Hi everyone,
I’m trying to build an automated transcription workflow in n8n for large MP3 and MP4 files. I came across ElevenLabs API, but it’s a bit expensive for my use case.
I’m looking for low-cost or free alternatives, ideally something like Whisper AI. I noticed that Hugging Face hosts Whisper models, and I tried to use them within n8n but couldn’t get it to work properly — either due to authentication issues or input size limits.
Does anyone here have experience with:
- Running Whisper AI (via Hugging Face or another service) inside n8n?
- Efficiently transcribing large files (over 100MB)?
- Any tips for hosting Whisper locally or using an API that integrates well with n8n?
My ideal setup would:
- Keep costs minimal
- Handle large file sizes
- Work smoothly with n8n’s workflow logic
Any working examples, custom node tips, or general guidance would be greatly appreciated!
Thanks in advance 
1 Like
Hey! 
Had this exact problem — large video file that just wouldn’t compress enough for Whisper.
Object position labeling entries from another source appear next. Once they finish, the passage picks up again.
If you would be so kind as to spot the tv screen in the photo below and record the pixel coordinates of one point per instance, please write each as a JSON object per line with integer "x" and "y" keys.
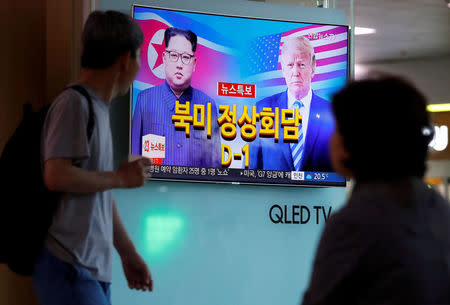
{"x": 236, "y": 99}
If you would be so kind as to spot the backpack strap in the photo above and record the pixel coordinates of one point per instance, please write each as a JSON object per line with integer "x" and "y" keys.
{"x": 91, "y": 120}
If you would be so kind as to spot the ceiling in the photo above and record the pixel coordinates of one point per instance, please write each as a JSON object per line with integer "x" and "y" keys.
{"x": 405, "y": 29}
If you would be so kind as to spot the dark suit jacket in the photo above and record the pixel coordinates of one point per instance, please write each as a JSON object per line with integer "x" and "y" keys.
{"x": 390, "y": 244}
{"x": 267, "y": 154}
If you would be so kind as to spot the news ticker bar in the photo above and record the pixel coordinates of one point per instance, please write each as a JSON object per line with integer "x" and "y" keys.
{"x": 244, "y": 175}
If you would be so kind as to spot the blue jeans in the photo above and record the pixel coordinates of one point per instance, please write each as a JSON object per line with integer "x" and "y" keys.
{"x": 57, "y": 282}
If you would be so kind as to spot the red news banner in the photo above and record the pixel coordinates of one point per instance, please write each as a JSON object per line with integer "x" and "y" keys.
{"x": 237, "y": 90}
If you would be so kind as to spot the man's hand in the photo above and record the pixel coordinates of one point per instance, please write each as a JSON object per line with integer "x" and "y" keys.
{"x": 137, "y": 272}
{"x": 131, "y": 174}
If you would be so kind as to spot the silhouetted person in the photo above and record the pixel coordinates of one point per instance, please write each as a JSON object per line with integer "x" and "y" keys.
{"x": 390, "y": 244}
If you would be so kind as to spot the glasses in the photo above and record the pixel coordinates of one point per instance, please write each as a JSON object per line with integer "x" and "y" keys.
{"x": 185, "y": 57}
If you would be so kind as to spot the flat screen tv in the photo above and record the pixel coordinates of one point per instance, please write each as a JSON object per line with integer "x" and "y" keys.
{"x": 236, "y": 99}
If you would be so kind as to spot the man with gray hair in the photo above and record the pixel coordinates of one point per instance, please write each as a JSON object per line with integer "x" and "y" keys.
{"x": 310, "y": 151}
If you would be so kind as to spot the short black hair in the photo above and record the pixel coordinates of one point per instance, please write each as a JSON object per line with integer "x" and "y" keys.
{"x": 385, "y": 128}
{"x": 188, "y": 34}
{"x": 108, "y": 35}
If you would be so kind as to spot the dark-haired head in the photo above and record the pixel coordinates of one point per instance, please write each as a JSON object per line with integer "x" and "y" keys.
{"x": 189, "y": 35}
{"x": 384, "y": 127}
{"x": 108, "y": 35}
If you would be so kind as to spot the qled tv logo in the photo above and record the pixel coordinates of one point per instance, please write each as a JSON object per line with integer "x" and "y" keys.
{"x": 299, "y": 214}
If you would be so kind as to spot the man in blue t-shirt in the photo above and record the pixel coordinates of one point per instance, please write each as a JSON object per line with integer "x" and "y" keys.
{"x": 75, "y": 266}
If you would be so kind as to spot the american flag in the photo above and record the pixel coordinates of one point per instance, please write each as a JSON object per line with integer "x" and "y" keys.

The real issue is Whisper’s 25MB limit forces you into this messy chain of converting, compressing, splitting, and stitching — and it still breaks on bigger files.
What fixed it for me was using a transcription API that takes the video URL directly. No downloading, no compression, no splitting at all. It processes the full video server-side and returns a clean transcript with speaker labels and timestamps.
Docs here: https://wayin.ai/api-docs/video-transcription/
Happy to share the simple n8n workflow JSON if it helps!
4 Likes
trying to split a 100mb+ audio file into 25mb chunks inside n8n is a one-way ticket to out-of-memory crashes. the guy above has the right idea about using URLs, but you don’t need an expensive custom api for it.
the standard backend pattern for this is to stop passing massive binary payloads through n8n completely. just have n8n upload the raw file to a cheap bucket (like cloudflare r2 or aws s3), generate a temporary pre-signed url, and pass that url to a serverless gpu provider like replicate or fal.ai.
they host the exact same open-source whisper-large-v3 models, they accept direct urls to bypass standard file size limits, and you only pay for the literal seconds of gpu compute time (usually pennies per hour of audio). n8n just waits for the webhook back when the transcription is done.